Analytical biochemistry has been central to advancing our understanding of protein folding and misfolding. Techniques such as circular dichroism spectroscopy, X-ray crystallography, and Nuclear Magnetic Resonance (NMR) spectroscopy have long been used to investigate protein conformations. More recently, cryo-electron microscopy has provided high-resolution structures of protein aggregates, offering unprecedented insight into amyloid fibril architecture. Computational methods, including molecular dynamics simulations and AI-driven predictions like AlphaFold, now allow scientists to model folding pathways with remarkable accuracy, bridging experimental and theoretical perspectives.

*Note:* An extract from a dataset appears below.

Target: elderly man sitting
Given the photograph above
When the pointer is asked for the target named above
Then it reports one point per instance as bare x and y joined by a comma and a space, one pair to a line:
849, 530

The clinical implications of protein misfolding are profound. Protein misfolding diseases, collectively known as conformational disorders, are not limited to the nervous system but also include conditions such as cystic fibrosis, caused by misfolding of the CFTR chloride channel, and type II diabetes, where misfolded islet amyloid polypeptide contributes to beta-cell failure. Therapeutic strategies to combat misfolding disorders include small molecules that stabilize native protein structures, known as pharmacological chaperones, and drugs that enhance protein degradation pathways. Monoclonal antibodies targeting misfolded species are under development for Alzheimer’s and Parkinson’s, aiming to neutralize toxic aggregates. Gene therapy approaches are also being explored to correct mutations that predispose proteins to misfolding.

Beyond disease, protein folding has important implications for biotechnology and industrial biochemistry. Recombinant protein production, widely used for therapeutic proteins and enzymes, often encounters challenges with misfolding and aggregation, leading to inclusion bodies in bacterial systems. Optimizing expression hosts, co-expressing chaperones, and employing refolding strategies are crucial for obtaining functional proteins. In synthetic biology, controlling folding is essential for designing proteins with novel functions, such as enzymes with altered specificity or stability for industrial applications.

The study of protein folding and misfolding demonstrates how fundamental biochemical principles intersect with practical challenges in medicine and biotechnology. Folding is influenced by the intrinsic properties of amino acid sequences but is also shaped by the cellular environment and evolutionary constraints. Misfolding underscores the vulnerability of this process, with devastating consequences when quality-control systems fail. At the same time, the remarkable adaptability of folding pathways provides opportunities for therapeutic intervention and technological innovation.